The board’s unanimous decision, communicated through an official shareholder letter, emphasized that Paramount’s amended proposal fails to qualify as a ‘superior offer’ under merger agreement criteria. Chairman Samuel Di Piazza Jr. characterized the bid as containing ‘an extraordinary amount of debt financing that create risks to close and lack of protections for our shareholders.’
Paramount’s latest proposition, valued at over $108 billion, seeks to acquire Warner Bros Discovery in its entirety—including cable networks CNN and TNT, European free-to-air channels, and Discovery properties. This contrasts sharply with Netflix’s targeted acquisition of only the film and streaming segments, following Warner’s planned operational separation later this year.
The board highlighted several critical concerns regarding Paramount’s offer, including a required $2.8 billion termination fee payable to Netflix if the existing merger agreement is abandoned. Additionally, analysts note the peculiar financial dynamics of Paramount—with a market valuation of approximately $14 billion—attempting to orchestrate a acquisition requiring over $94 billion in combined debt and equity financing.

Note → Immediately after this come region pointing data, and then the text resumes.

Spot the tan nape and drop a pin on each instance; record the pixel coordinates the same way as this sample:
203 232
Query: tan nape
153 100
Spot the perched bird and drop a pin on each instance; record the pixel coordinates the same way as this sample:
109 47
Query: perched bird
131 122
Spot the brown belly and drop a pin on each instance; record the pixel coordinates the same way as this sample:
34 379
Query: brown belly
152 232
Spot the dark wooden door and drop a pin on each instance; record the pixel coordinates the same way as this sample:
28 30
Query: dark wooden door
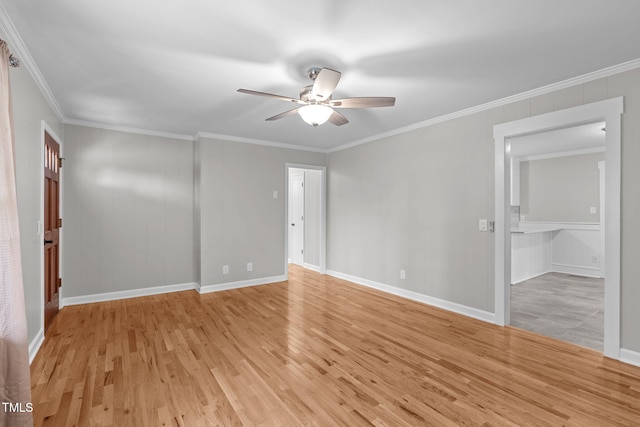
52 224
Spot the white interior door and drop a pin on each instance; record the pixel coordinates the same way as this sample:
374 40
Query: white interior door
297 219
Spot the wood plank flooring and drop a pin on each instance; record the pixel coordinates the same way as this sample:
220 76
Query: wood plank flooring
314 351
563 306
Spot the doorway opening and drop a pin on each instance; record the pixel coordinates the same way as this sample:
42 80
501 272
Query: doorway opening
52 222
609 112
557 233
306 217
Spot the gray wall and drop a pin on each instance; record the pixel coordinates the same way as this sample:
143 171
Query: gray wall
29 109
561 189
413 201
240 220
128 203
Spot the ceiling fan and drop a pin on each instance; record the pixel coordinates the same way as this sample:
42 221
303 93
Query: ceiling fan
317 107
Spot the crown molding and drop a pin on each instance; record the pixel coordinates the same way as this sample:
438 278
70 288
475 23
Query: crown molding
20 49
258 142
574 81
86 123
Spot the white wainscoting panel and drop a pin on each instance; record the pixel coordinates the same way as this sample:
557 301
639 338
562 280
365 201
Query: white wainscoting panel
577 251
531 255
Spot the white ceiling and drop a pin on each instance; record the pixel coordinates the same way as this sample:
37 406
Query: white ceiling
583 138
174 67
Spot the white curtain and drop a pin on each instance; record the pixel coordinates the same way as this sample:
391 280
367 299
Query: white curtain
15 391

Warner’s leadership maintains that the Netflix agreement provides ‘superior value at greater levels of certainty’ while avoiding the significant risks associated with Paramount’s highly leveraged proposal. The board’s assessment concludes that Paramount has ‘repeatedly failed to submit the best proposal’ despite being provided clear guidance on addressing deficiencies.
Netflix co-CEO Ted Sarandos previously affirmed that their transaction serves the ‘best interest of stockholders,’ creating a streamlined content powerhouse while avoiding the financial complexities of Paramount’s approach. Paramount Skydance has not yet issued public commentary regarding the latest rejection.